CHOPPED AND STEWED: Food, Dignity and Nutrition


Photo by Bigstock.


Whether you are growing food or eating it, or organizing to demand change, there is usually a lot more pleasure and power in numbers.


The Neighbourhood Action Food Group thinks so, too. Since January, a group of people have been meeting regularly to share stories and experiences about food and poverty. They concluded that food poverty is built into legislation, especially for people who are dependent on welfare and charities for survival.


According to Dieticians of Canada, it costs around $60 per week to eat healthy and nutritious meals. When considering single welfare recipients in British Columbia receive $610 a month, it’s easy to see that this budget is unrealistic. And relying on charitable food donations, despite a charity’s altruistic intentions, inevitably means that a person on welfare will not be getting the nutrition needed to maintain a healthful life, and this has a negative rippling effect on a person’s capacity to contribute back. If you factor in families with children, the situation becomes dire.


Armed with the words: “Our nutrition. Our dignity.

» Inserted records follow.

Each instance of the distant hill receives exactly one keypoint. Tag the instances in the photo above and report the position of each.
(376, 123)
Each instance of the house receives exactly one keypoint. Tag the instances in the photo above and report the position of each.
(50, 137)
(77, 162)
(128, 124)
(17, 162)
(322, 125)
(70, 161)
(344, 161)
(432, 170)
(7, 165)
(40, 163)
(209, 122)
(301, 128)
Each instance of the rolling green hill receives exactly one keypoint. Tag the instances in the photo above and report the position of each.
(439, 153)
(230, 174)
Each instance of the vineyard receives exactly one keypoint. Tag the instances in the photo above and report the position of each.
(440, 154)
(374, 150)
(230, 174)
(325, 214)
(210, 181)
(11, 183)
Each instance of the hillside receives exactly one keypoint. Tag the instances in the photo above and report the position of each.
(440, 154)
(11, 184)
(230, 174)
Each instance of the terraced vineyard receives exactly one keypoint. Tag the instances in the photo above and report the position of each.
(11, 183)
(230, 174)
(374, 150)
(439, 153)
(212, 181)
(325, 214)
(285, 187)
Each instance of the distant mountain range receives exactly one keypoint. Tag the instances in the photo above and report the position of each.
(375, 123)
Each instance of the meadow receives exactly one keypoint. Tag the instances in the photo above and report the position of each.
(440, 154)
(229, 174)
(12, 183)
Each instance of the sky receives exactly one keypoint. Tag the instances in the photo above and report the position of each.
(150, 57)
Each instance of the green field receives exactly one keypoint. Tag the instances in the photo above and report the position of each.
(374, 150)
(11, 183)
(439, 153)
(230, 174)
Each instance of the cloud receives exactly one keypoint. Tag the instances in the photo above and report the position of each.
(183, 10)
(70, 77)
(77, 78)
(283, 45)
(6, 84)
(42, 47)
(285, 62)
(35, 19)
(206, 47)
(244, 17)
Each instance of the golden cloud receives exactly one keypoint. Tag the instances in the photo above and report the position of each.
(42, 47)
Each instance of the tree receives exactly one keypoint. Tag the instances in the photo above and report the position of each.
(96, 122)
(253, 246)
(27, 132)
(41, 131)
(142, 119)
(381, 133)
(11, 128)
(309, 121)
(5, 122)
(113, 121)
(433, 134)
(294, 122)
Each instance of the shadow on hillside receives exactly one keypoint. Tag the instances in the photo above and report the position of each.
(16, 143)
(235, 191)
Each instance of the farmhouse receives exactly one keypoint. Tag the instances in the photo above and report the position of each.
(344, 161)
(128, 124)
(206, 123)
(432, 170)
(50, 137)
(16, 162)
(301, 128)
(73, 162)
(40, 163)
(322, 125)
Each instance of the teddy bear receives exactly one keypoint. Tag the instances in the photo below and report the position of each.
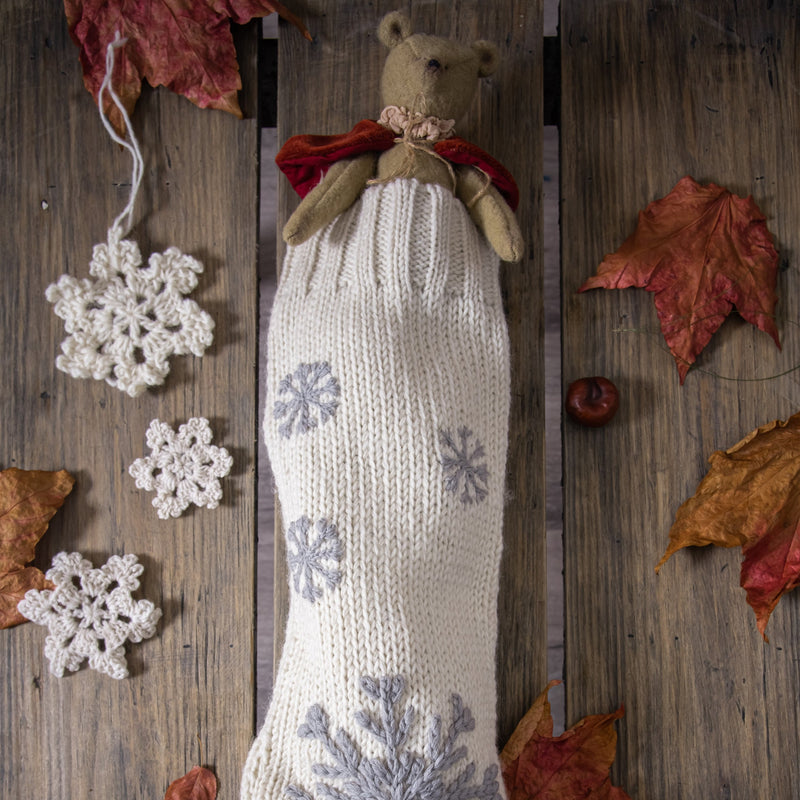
(429, 78)
(386, 423)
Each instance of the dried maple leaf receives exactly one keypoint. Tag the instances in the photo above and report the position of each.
(198, 783)
(185, 45)
(702, 250)
(28, 500)
(567, 767)
(750, 498)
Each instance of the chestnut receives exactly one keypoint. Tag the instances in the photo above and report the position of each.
(592, 401)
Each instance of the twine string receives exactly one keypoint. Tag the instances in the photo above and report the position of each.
(124, 221)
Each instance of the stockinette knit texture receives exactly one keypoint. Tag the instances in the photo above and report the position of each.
(386, 423)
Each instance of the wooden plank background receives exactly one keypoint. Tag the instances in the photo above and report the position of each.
(651, 92)
(327, 87)
(189, 699)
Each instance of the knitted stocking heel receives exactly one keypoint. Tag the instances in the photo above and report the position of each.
(388, 393)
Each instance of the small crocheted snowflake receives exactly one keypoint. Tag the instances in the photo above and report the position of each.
(91, 614)
(126, 321)
(463, 466)
(183, 468)
(314, 554)
(312, 396)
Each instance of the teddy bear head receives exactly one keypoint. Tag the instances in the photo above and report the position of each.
(435, 76)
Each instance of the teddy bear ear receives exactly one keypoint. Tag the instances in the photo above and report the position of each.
(488, 58)
(393, 28)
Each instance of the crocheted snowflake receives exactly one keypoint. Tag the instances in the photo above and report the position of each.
(91, 614)
(463, 466)
(311, 398)
(126, 321)
(314, 554)
(435, 774)
(183, 468)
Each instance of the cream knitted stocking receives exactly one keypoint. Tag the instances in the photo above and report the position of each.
(386, 423)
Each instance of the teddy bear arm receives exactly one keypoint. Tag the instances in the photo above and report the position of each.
(491, 213)
(335, 193)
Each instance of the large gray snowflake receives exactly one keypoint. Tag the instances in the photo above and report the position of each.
(314, 555)
(311, 398)
(463, 466)
(401, 774)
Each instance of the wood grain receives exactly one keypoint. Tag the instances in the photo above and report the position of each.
(651, 92)
(329, 85)
(190, 695)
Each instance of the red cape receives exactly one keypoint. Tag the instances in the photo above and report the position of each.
(304, 159)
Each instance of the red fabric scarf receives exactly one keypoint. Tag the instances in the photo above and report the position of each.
(305, 159)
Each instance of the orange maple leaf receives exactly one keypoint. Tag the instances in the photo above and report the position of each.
(198, 783)
(701, 250)
(750, 498)
(185, 45)
(28, 500)
(538, 766)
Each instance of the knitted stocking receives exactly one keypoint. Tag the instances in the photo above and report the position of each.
(388, 394)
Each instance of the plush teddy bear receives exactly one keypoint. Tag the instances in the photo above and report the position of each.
(427, 85)
(386, 423)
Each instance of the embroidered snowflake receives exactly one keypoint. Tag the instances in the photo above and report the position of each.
(183, 468)
(91, 614)
(314, 554)
(402, 774)
(127, 320)
(312, 396)
(463, 466)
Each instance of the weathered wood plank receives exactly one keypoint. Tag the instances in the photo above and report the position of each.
(190, 695)
(328, 86)
(652, 92)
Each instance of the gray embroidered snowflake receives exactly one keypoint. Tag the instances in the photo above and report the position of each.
(311, 398)
(463, 466)
(402, 774)
(314, 555)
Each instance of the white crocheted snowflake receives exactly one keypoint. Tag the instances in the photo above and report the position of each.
(183, 468)
(91, 614)
(126, 321)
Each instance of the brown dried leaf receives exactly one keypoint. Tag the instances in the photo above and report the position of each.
(750, 498)
(573, 766)
(198, 783)
(185, 45)
(28, 500)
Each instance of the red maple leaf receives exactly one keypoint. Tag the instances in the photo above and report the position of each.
(185, 45)
(538, 766)
(702, 250)
(750, 498)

Our right to buy our own food,” a group of about 15 people met last week outside of the welfare office on Commercial Drive and marched to the Vancouver-Mount Pleasant MLA Jenny Kwan's office to demand recognition that food poverty is built into legislation, and to demand change.


The collective actions they are calling on the MLA to support include:

• Advocate for higher wages, welfare & disability rates in order to eat and live with dignity.• Lobbying for food equality & education.
• More affordable food stores.
• Stop gentrifying the community with fancy restaurants & condos.

• SRO’S should have proper regulations on Cooking facilities and kitchen.
• Create more community gardens/rooftop gardens within the community.
• More Community Kitchens in SRO’S for people are in isolation. 

• Address dietary supplements and sensitivity. 

• Challenge all food providers to step up to provide good quality foods. 

• Food charities line-up continues to be revolving doors like an assembling line. (Even in poor weather conditions).


Food security, or a lack thereof, is a reflection of society’s health as a whole. It’s always hard to get on the treadmill after a long break (or to demand change after things have gotten out of hand), but the end result, being healthy and fit, is well worth it.